Take time, Christensen advises to figure out your life’s purposes. Decide who you want to become and then develop a strategy that will work to get you there. Understand the metric by which your life will be measured.

Throughout the book, Christensen uses the theory behind what makes businesses succeed or fail as the primary teaching tool, but in the end he gets personal.

He had cancer, and just when that was in remission, he suffered an ischemic stroke.
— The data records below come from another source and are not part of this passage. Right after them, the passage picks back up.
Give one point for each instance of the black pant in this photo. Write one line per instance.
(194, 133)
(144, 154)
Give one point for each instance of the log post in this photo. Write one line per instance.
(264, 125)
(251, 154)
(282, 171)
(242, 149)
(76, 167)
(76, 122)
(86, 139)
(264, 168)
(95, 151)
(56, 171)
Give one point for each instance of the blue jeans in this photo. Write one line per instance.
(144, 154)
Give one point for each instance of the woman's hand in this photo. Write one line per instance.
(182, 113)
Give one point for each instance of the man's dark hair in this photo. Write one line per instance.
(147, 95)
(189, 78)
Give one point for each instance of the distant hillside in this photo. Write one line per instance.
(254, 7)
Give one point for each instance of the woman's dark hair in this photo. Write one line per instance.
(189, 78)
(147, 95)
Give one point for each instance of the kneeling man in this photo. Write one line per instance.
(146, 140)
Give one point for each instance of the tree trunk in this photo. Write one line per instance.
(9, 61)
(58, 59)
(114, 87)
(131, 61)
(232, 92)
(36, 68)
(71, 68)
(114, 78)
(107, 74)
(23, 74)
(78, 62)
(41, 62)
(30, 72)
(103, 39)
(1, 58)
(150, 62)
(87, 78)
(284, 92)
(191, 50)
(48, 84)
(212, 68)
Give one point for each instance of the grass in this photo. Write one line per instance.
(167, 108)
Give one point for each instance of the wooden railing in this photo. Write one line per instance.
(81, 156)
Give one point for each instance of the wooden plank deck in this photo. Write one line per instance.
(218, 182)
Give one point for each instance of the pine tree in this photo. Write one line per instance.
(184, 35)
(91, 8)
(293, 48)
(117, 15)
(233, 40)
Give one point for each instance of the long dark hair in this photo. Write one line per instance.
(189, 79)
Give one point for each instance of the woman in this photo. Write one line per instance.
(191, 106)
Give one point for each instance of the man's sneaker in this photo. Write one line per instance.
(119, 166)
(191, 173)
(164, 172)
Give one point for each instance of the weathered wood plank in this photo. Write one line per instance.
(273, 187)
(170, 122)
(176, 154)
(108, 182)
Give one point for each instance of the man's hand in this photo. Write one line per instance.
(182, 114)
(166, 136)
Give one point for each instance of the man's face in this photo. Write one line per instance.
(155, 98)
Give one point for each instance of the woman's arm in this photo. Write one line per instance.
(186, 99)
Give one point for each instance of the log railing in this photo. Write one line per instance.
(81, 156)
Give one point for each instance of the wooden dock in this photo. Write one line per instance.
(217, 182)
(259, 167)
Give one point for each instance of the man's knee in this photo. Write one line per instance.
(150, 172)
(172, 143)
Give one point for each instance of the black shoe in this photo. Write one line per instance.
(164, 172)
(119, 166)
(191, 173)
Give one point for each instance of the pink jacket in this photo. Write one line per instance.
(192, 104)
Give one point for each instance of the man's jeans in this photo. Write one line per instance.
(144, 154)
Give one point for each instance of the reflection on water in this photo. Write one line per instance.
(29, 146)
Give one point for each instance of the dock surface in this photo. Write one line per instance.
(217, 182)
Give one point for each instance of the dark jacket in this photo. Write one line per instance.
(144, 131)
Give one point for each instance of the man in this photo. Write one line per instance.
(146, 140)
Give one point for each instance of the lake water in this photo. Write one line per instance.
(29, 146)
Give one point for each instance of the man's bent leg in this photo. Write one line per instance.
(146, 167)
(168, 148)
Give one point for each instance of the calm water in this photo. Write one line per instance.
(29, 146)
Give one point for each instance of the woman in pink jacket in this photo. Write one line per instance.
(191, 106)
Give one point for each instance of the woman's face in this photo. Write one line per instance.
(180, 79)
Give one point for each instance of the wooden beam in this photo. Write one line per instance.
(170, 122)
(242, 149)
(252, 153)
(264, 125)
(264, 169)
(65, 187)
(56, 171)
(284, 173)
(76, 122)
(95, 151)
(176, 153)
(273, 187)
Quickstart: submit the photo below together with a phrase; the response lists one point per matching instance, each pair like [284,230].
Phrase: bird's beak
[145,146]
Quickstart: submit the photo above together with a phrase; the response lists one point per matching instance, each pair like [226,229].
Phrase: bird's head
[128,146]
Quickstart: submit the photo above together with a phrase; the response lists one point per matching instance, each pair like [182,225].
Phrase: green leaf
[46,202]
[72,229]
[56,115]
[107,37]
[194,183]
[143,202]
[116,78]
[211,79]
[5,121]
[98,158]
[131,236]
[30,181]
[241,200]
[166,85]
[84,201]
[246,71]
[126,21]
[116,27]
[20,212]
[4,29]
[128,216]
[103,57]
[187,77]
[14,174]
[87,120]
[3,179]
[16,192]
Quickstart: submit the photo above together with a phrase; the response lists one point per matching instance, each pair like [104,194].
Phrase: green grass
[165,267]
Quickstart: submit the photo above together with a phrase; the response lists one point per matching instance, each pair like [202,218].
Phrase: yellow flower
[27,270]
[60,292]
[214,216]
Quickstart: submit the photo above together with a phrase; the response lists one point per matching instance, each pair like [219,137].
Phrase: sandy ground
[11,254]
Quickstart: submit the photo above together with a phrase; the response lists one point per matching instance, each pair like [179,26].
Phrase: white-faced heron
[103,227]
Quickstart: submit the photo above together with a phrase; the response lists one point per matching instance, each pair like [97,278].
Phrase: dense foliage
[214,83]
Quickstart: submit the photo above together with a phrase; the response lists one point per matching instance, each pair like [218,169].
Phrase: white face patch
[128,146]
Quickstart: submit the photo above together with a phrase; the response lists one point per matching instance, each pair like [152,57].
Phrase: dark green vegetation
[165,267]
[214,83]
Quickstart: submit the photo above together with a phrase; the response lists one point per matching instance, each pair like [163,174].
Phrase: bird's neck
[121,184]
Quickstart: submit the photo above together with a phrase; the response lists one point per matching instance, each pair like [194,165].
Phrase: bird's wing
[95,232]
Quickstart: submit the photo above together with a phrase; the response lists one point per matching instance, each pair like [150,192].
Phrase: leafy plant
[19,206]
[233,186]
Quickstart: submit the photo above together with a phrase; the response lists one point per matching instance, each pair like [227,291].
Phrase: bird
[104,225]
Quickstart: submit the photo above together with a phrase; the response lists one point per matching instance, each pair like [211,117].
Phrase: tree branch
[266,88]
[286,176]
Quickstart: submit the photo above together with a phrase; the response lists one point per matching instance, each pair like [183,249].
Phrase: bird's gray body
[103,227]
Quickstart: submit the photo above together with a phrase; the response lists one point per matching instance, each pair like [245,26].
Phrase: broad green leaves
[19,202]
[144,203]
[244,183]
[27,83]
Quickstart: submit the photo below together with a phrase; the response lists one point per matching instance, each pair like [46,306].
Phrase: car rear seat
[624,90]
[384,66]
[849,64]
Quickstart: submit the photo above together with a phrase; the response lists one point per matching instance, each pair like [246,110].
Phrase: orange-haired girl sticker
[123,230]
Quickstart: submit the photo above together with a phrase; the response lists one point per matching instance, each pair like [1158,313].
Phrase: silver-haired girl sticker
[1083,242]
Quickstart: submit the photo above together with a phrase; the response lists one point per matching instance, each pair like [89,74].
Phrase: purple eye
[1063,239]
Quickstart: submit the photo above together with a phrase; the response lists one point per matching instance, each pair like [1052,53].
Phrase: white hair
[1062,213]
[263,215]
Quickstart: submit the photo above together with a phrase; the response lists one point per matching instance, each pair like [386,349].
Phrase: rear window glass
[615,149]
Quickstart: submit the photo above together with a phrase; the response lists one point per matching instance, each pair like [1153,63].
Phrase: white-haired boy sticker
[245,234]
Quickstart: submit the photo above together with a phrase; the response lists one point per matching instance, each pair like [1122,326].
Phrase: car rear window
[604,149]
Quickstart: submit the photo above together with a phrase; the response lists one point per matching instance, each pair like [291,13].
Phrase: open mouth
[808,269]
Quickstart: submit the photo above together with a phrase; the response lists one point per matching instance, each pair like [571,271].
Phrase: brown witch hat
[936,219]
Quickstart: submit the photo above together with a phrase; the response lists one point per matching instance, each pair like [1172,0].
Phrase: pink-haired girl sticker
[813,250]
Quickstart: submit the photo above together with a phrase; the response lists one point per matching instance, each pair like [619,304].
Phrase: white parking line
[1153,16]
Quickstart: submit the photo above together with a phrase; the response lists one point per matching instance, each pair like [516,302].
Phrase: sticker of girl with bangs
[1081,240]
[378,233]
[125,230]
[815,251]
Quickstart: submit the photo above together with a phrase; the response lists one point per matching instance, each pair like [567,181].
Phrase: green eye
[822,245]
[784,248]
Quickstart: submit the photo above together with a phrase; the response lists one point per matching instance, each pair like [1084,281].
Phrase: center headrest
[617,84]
A clot lodged itself in the part of his brain where writing and speaking are formulated just as he started this book. “Since that day, I’ve been working to learn to speak again, one word at a time,” he said, but he had strength in these bleakest of hours because he had figured out his purpose in life and how to measure that. ‘

He says, “I promise my students that if they take the time to figure out their life’s purpose, they’ll look back on it as the most important thing they will ever have discovered.” He makes the same promise for the readers of his book, asking “How will you measure your life?”

 

Clayton Christensen is the Kim B. Clark Professor at Harvard Business School, the author of seven books, a five-time recipient of the McKinsey Award for Harvard Business Review’s best article, and the cofounder of four companies, including the innovation consulting firm Innosight. In 2011 he was named the world’s most influential business thinker in a biennial ranking conducted by Thinkers50. His latest bestseller is called How Will You Measure Your Life?.